Given this history, Ruth Harlow of Lambda Legal says such
laws are a “stark affront to what the Constitution promises all of us.”
South Carolina’s law, drawing on English common law of
1533, criminalizes “the abominable crime of buggery.” An archaic term,
“buggery” was used as a catch-all for a range of sexual acts, including
bestiality, but very rarely applied to lesbian relationships. Although English
law was limited to anal sex in the early 19th century, some argue that South
Carolina’s law, like most sodomy laws, includes anal or oral sex between
same-sex or opposite-sex couples.
South Carolina also criminalizes adultery and fornication
(or sex between unmarried people), both punishable by fines and imprisonment.
Buggery is a felony crime, punishable by five years in prison and a $500 fine.
Between 1997 and 2002, S.C. court records indicate 30
cases in which the buggery law was used, though the charge was dropped in 25
of those cases, perhaps through plea bargaining.
Though South Carolina’s buggery law is rarely enforced
in the courts, it is repeatedly invoked in the court of public opinion to
justify discrimination against gays and lesbians.

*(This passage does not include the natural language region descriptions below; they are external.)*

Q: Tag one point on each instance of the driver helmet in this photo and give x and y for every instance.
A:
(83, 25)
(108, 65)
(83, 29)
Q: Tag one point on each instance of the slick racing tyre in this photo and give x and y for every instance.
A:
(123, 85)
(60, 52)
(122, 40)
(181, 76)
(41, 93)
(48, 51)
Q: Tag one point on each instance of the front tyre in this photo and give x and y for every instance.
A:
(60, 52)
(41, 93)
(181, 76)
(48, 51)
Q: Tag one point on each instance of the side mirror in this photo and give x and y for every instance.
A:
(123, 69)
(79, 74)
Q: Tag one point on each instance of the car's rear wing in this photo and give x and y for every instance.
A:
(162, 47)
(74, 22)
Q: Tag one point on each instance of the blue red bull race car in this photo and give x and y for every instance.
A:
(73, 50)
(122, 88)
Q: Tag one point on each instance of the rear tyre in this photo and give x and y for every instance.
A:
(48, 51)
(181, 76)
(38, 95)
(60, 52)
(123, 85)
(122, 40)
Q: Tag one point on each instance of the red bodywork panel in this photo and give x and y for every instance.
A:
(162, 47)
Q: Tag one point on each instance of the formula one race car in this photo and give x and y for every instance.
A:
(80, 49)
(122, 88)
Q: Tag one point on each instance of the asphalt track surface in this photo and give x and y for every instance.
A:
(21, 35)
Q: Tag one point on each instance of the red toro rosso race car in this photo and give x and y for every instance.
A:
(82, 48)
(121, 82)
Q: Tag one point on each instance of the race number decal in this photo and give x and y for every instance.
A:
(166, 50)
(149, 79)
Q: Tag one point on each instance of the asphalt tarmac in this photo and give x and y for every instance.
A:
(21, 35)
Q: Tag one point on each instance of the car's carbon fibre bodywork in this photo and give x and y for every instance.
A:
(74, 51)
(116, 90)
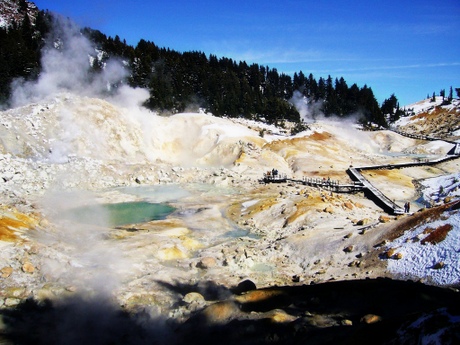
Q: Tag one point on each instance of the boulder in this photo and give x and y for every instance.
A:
(207, 262)
(371, 318)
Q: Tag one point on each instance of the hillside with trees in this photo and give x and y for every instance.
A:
(179, 81)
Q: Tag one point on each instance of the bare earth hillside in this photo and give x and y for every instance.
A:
(234, 259)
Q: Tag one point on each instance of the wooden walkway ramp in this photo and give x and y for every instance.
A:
(360, 183)
(375, 194)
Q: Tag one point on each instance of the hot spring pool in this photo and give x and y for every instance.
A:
(113, 215)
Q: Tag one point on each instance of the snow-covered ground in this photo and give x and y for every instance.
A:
(437, 263)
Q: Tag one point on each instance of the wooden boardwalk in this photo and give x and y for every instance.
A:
(360, 183)
(375, 194)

For example, in fall 2001, former Lt. Gov. Bob Peeler
used the law to argue that public universities cannot include sexual
orientation in their nondiscrimination policies. Such policies, Peeler argued,
would violate state laws against fornication and sodomy. Such use of the law
clearly demonstrates how it is used in our state to enforce a climate of
intimidation and discrimination.
Similarly, when a gay student group was trying to form
[on a University of South Carolina campus] over 25 years ago, the law was
invoked to deny official recognition. It took a court decision to legitimize
the student group.
Society has changed a lot since then. Lambda hopes that
increased knowledge and understanding about gay and lesbian people will lead
to a more informed view, and that the court will strike down laws that are
intrusions into the private lives of all citizens.